Figure 3.

Air–Liquid Interface culture methods improve EnAo features at the Pro‐phase. a) Scheme of the air–liquid interface (ALI) and submerged culture (SC) of EnAos. b) Protocol of ALI‐EnAo and SC‐EnAo to mimic Pro‐phase. The time point at which samples were collected for scRNA‐seq and staining analysis is highlighted with arrows. c) Representative staining of indicated endometrial markers. CK7 for EnECs; Vimentin for EnSCs; ZO1 for cell polarity; KI67 for cell proliferation; and E‐cadherin for epithelium. Scale bars: 25 µm. d) Quantification of columnar and squamous cells in the superficial layer of EnAos cultured in the ALI or SC condition on Day 4 and 15, respectively. At least >150 cells were quantified each experiment. e) Quantification of KI67⁺ EnECs in endometrium in vivo and EnAos cultured in the ALI and SC condition. At least >200 cells were quantified each experiment. f,g) Representative staining f) and quantification g) of ciliated cell marker Ac.α‐tubulin in LE and GE of endometrium, ALI‐EnAos, and SC‐EnAos on D15. Scale bars: 25 µm. h) Dynamic expression changes of estrogen receptor (ESR) and progesterone receptor (PGR) along with E₂ and P4 change during menstrual cycle. i) Representative staining of indicated markers in endometrium and ALI‐EnAo on D15 at Pro‐phase. Scale bars: 25 µm. d,e,g) All data were obtained based on three different donor cells.
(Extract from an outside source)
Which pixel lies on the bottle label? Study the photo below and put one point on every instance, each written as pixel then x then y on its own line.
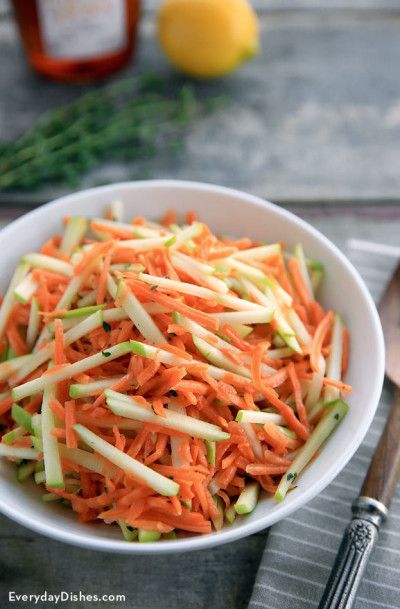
pixel 82 29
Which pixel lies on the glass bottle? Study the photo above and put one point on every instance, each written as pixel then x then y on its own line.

Data are presented as means ± SEMs; Chi‐square test was used to analyze percentage of cell subtypes and two‐sided unpaired Student's t‐test was used to perform the statistical analyses of staining; ^* p ≤ 0.05; ^** p ≤ 0.01; ^*** p ≤ 0.001; ^**** p ≤ 0.0001; ns, no significance. LELS, luminal epithelium‐like structure; GLS, gland‐like structure; SSE, simple squamous epithelium. Endometrium in vivo was obtained from donors during mid‐late Pro‐phase in Figure 3.